Effect of the humidity on the transient current and on the conductivity of a DNA bundle. Data recorded at 21 °C (±1 °C overall fluctuation) for different humidity levels (relative humidity ±0.2% for each curve). The relative humidity was decreased from 75 to 45% in 6 h. a Transient current through a DNA bundle for different humidity conditions. The recording were obtained for a 5-V step. The dotted lines are guides for the eye. b Exponential decrease of the current with decreasing humidity. The curve is an exponential fit. (Reprinted with permission of the Biophysical Society from Yamahata et al. [30].)

The increase of σ is mainly caused by the increase of permittivity ɛ with the relative humidity [75, 76]. Several authors attempted to model the charge transfer in the DNA–water complex and considered this system as a heterogeneous dielectric medium consisting of different regions with different dielectric permittivities [7779]. These authors proposed that DNA in solution has different dielectric zones [79]: the nucleobase, the bases and sugar–phosphate backbone, the bound-water zone (3 Å thick) adjacent to the surface of the DNA fragment (ɛ 1), and the bulk water zone (ɛ 2). Yamahata et al. considered that there is space (definitely much more than 3 Å) between each DNA strand in the bundle: the bundle is a spongelike material rather than a compact assembly of DNA molecules, and the water molecules can penetrate within the bundle. This is consistent with the fact that the current varies linearly with the cross section.

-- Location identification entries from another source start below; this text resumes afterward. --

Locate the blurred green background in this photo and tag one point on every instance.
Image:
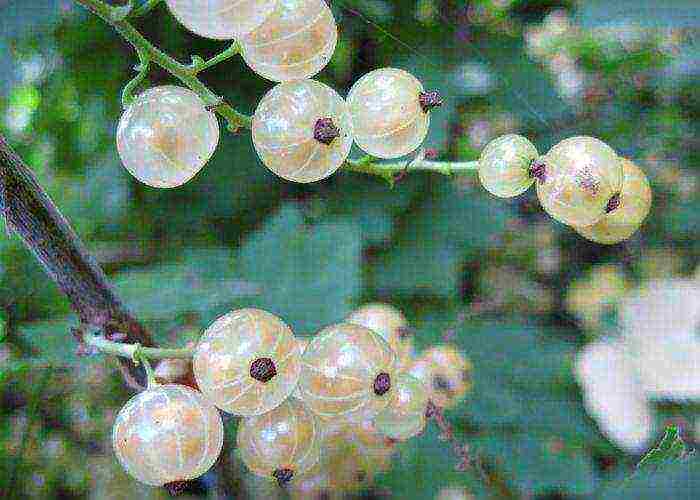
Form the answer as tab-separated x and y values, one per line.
627	72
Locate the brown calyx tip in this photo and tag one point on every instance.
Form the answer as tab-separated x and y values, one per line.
175	488
283	476
263	369
538	170
382	384
613	203
429	100
325	131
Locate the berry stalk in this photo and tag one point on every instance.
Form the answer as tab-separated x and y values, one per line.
187	74
390	172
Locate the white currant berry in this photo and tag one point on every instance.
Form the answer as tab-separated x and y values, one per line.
625	211
282	443
390	324
390	112
446	374
504	166
247	362
347	369
167	433
166	136
576	179
302	131
296	41
405	415
221	19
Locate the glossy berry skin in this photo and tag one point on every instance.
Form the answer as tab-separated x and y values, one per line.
626	217
388	120
446	374
221	19
405	415
346	370
295	42
284	439
390	324
166	136
229	352
580	175
504	166
284	128
167	433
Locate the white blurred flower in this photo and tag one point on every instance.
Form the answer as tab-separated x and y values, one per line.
612	395
660	325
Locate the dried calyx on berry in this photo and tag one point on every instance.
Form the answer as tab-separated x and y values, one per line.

Indeed, this dependence shows that the conductivity does not only occur at the surface of the DNA bundle, but also comes from the contribution of each DNA strand inside the bundle. Hence, Yamahata et al. concluded that in their case the global dielectric constant was a function of ɛ 1 and ɛ 2, which both depend on the relative humidity.

Conclusions

In summary, MEMS-based microsystems have a wide range of possibilities to serve as powerful tools in manipulating and analyzing biomaterials at the molecular level. The miniaturization of experimental tools achieved a fast response speed of a thermodevice which realized rapid temperature alternation in biological experiments. Trapping DNA in a microchannel realized isolation and immobilization on electrodes at the single DNA molecule level. Silicon-based microtweezers enabled us to analyze the humidity dependence of charge transport through DNA. These microdevices with MEMS technologies have additional advantages such as batch process for mass production by a batch process and on-chip integration of multifunctions. This may increase the efficiency of bioexperiments which requires a large number of data and experiments. Furthermore, this approach requires no biological mutations or chemical treatments to the biomaterial itself; hence, it is widely applicable and the compact devices also allow samples to be analyzed at the point of need. We strongly believe that the approach to design and manufacture MEMS devices based on requirements in single molecule measurements might provide breakthroughs and powerful tools in molecular biology.